Our evaluation of the CDI 500 device exceeded the recommended operational limits suggested by the manufacturer in an effort to assess long-term accuracy of the device. As such, it is subject to “off-label” interpretation of the results. Manufacturer-suggested inaccuracies are caused by a myriad of potential causes such as inadequate flow through the sensor head, clots at the sensor, and exposure to freezing temperatures. In our experimental protocol, we controlled for these variables to the extent possible by assuring adequate blood flow through the shunt, supplementing the anticoagulation of the circuit blood, maintaining normothermic conditions, and verifying that the sensor was not exposed to an incongruent environment before use.
The advantages of using the CDI 500 device in monitoring venous saturation during simulated ECMO are apparent in this study.

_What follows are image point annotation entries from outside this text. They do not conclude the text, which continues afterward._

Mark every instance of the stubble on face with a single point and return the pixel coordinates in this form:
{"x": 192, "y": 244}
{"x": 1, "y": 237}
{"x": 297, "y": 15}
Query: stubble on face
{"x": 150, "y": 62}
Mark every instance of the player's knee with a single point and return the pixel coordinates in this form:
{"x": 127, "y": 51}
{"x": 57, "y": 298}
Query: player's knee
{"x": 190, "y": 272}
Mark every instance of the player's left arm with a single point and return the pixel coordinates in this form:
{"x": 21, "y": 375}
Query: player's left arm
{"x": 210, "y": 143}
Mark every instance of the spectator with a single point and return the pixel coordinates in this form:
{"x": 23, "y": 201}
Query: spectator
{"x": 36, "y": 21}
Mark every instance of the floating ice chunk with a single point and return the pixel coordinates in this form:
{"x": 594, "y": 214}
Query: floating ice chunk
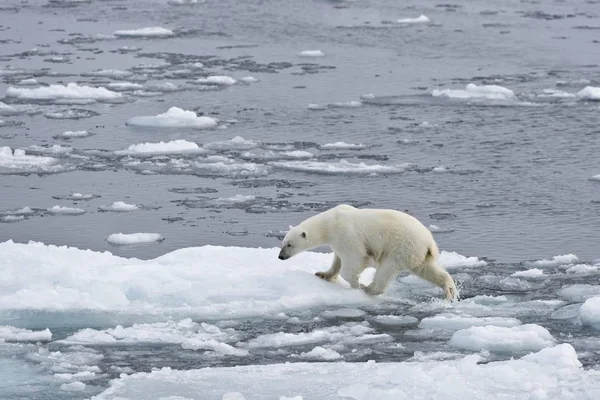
{"x": 451, "y": 259}
{"x": 238, "y": 198}
{"x": 237, "y": 143}
{"x": 174, "y": 118}
{"x": 590, "y": 312}
{"x": 311, "y": 53}
{"x": 28, "y": 82}
{"x": 396, "y": 320}
{"x": 153, "y": 31}
{"x": 73, "y": 387}
{"x": 556, "y": 261}
{"x": 555, "y": 371}
{"x": 321, "y": 353}
{"x": 73, "y": 134}
{"x": 172, "y": 147}
{"x": 530, "y": 273}
{"x": 492, "y": 92}
{"x": 419, "y": 20}
{"x": 590, "y": 93}
{"x": 134, "y": 238}
{"x": 120, "y": 206}
{"x": 70, "y": 91}
{"x": 12, "y": 334}
{"x": 59, "y": 210}
{"x": 456, "y": 322}
{"x": 220, "y": 80}
{"x": 341, "y": 167}
{"x": 124, "y": 86}
{"x": 528, "y": 337}
{"x": 249, "y": 79}
{"x": 343, "y": 146}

The ability of this device to provide venous blood gases, in addition to potassium, bicarbonate, and saturation, offers the clinical specialist the opportunity to continuously monitor these parameters during critical periods of extra-corporeal circulation. Correlation of the CDI 500 with known standards over a period of 1 week revealed an overall value of r = .84. Evaluation of a more commonly used ECMO device, the Oximetric Opticath, revealed a much poorer overall correlation with actual saturations (r = .55). In addition, the ability to incorporate or replace the sensor at any time provides the operator the ability and flexibility to obtain a more accurate clinical patient profile. Based on our experimental data, we believe the CDI 500 Blood Parameter Monitoring System is an effective and reliable indicator of venous blood saturation in a simulated ECMO environment.